T. Miyaji (NASA/GSFC,U. Maryland), E. Boldt, K. Jahoda (NASA/GSFC), O. Lahav (IoA)

We discuss the local X-ray volume emissivity at hard bands (2 - 10 keV) from the cross-correlation between surface brightness fluctuation of the cosmic X-ray background and nearby galaxies. We have found correlation signals between HEAO 1 A2 surface brightness $I$ and number counts $N$ of IRAS/ESO/UGC galaxies of $W_{xg} \equiv \frac{\langle \delta I \, \delta N \rangle} {\langle I \rangle \langle N \rangle} \sim (3-10) \times 10^{-3}$. We have constructed a detailed model explaining the correlation signal in terms of the local volume emissivity. The correlation is contributed by the Poisson noise process where the correlating sample galaxies themselves emit X-rays. In this case, the correlation between the X-ray luminosity of galaxies and the infrared luminosity (or optical diameter) should be taken into account to evaluate its contribution to $W_{xg}$. Also, for a low spatial resolution experiment such as the HEAO 1 A2, the clusterings of the X-ray sources with the sample galaxies contribute to $W_{xg}$. We present the formulation to take these effects into account for the analysis.

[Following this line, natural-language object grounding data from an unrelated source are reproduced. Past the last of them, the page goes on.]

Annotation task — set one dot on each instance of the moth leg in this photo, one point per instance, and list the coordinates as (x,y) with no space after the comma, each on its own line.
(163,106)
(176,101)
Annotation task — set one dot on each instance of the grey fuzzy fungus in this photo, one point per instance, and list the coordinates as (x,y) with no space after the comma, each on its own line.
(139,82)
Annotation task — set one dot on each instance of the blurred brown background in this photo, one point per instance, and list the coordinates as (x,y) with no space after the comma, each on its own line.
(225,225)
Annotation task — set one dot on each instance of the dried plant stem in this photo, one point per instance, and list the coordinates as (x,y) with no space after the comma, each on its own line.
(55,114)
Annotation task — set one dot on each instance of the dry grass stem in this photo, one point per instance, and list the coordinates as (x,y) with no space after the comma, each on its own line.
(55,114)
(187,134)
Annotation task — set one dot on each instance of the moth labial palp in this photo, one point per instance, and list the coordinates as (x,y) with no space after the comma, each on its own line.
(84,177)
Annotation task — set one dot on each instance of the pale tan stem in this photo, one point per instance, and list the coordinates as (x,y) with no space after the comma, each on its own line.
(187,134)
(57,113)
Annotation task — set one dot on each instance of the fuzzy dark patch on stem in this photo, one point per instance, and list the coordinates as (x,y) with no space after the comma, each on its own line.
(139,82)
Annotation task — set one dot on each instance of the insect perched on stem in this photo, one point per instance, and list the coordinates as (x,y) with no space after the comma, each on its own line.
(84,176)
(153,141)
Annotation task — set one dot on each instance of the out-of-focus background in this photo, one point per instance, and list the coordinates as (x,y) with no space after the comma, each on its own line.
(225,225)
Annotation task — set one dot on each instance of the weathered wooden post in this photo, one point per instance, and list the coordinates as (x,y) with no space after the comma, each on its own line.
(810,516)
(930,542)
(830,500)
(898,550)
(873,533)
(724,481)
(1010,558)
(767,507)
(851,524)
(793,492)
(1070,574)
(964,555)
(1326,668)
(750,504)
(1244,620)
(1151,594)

Monte-Carlo simulations have been made to simulate the correlation. These are useful in direct comparison with the observations and estimating the uncertainty due to the finite number of sources contributing to the correlation.

The results are consistent with the models where the 2 - 10 keV volume emissivity is ($\rho_x \sim 4 \times 10^{38} h_{50} erg\,s^{-1} \, Mpc^{-3}$), dominated by the AGN component (with $L_x > 10^{42} h_{50}^{-2} erg\,s^{-1}$ ). This provides a constraint at the present epoch to models of the cosmic X-ray background with evolving populations of sources.

This presentation represents a part of TM's dissertation toward the fulfillment of the PhD requirements of the University of Maryland.